Вместе с тревогой и заботами о муже, дополнительной работой и ответственностью приходит также чувство одиночества и — нередко — возмущения. Ожидаемая помощь от родственников и друзей может и не последовать или предлагаться в бестолковых и неприемлемых для жены формах. Советы соседей тоже могут не облегчать, а лишь усиливать бремя.

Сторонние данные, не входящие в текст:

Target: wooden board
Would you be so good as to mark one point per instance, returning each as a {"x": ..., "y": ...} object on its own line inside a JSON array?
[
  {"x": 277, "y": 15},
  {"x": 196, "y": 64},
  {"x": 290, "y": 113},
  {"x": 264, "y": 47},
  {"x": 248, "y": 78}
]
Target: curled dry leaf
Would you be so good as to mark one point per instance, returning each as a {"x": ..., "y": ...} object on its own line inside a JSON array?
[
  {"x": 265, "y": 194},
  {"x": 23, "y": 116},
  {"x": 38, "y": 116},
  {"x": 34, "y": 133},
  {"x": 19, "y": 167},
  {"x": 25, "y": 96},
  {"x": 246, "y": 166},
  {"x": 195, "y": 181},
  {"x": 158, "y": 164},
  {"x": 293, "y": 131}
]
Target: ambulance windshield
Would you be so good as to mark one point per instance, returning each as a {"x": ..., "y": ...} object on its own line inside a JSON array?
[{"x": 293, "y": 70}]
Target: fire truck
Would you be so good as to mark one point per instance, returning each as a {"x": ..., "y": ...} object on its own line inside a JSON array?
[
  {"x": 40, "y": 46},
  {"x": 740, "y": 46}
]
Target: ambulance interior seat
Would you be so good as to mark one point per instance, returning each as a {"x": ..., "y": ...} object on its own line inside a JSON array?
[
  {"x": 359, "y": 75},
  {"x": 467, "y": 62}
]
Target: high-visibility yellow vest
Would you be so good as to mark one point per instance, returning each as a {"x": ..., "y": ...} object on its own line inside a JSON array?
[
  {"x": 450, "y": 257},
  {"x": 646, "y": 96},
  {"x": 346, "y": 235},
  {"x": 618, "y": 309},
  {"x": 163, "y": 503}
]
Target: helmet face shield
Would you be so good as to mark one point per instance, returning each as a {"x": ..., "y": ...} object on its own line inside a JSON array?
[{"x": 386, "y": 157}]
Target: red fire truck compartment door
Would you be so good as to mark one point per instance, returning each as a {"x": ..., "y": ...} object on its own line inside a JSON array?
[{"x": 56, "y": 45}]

С другой стороны, умные соседи придут не для того, чтобы узнать «что новенького», а чтобы помочь матери в работе, приготовить какую-то пищу, взять детей на прогулку — и это действительно ценная помощь. Подобный пример приводится в интервью с г-жой С.

Для мужа больной такая ситуация может оказаться еще тяжелее, поскольку обычно мужчина менее гибок и меньше осведомлен о положении дел у детей, о школьной и внешкольной их деятельности, о пище и одежде. Ощущение потери возникает по мере того, как жена слабеет или ее функции ограничиваются. Происходит некоторый обмен ролями, и мужчине он дается труднее, чем женщине. Он привык, что его обслуживают, теперь сам должен обслуживать жену. Вместо отдыха после долгого рабочего дня он видит свою жену, которая сидит в его кресле и смотрит телевизор. Сознательно или бессознательно, он протестует против этих перемен; не имеет значения, насколько глубоко понимает он необходимость происходящего. «Угораздило же ее свалиться на мою голову в такой момент, когда я только начинаю этот новый проект», — говорил один муж. Учитывая особенности нашего подсознания, его реакция типична и ее можно понять. Она похожа на реакцию ребенка на то, что его оставила мать. Мы плохо себе представляем, как много детского остается в каждом из нас. Такому мужу можно ощутимо помочь, если предоставить возможность дать волю своим чувствам, — например, найти ему подмену хотя бы на один вечер в неделю, чтобы он мог, скажем, пойти и всласть поиграть в кегли без угрызений совести; или каким-то другим способом «выпустить пар», чего он не может себе позволить дома при тяжело больном человеке.

Я считаю, что требовать от любого члена семьи постоянного присутствия — жестокость. Как неизбежно мы должны чередовать вдохи и выдохи, точно так же человеку необходимо периодически «перезаряжать батареи» за пределами комнаты больного, жить нормальной жизнью. Невозможно эффективно функционировать, если ни на секунду не забывать о болезни. Мне не раз приходилось слышать от родственников жалобы на отдельных членов семьи, которые позволяют себе развлекательные поездки в выходные дни или продолжают посещать театры и кино. Их обвиняют за то, что они наслаждаются жизнью, в то время как дома лежит смертельно больной. Я же считаю, что для пациента и его семьи важнее видеть, что болезнь не разрушила весь дом до основания, не лишила всех его обитателей какой бы то ни было радости; скорее, болезнь следует рассматривать как возможность постепенного приспособления и перемен в связи с новым семейным укладом, который неминуемо нужно будет создавать — уже без больного. Точно также, как безнадежно больной не может все время думать только о смерти, член семьи не может и не должен отказываться от всех других своих занятий ради того, чтобы неотрывно сидеть с обреченным. Ему тоже нужно время от времени отрицать печальную реальность или избегать ее, чтобы тем эффективнее с нею сразиться, когда его присутствие станет действительно необходимым.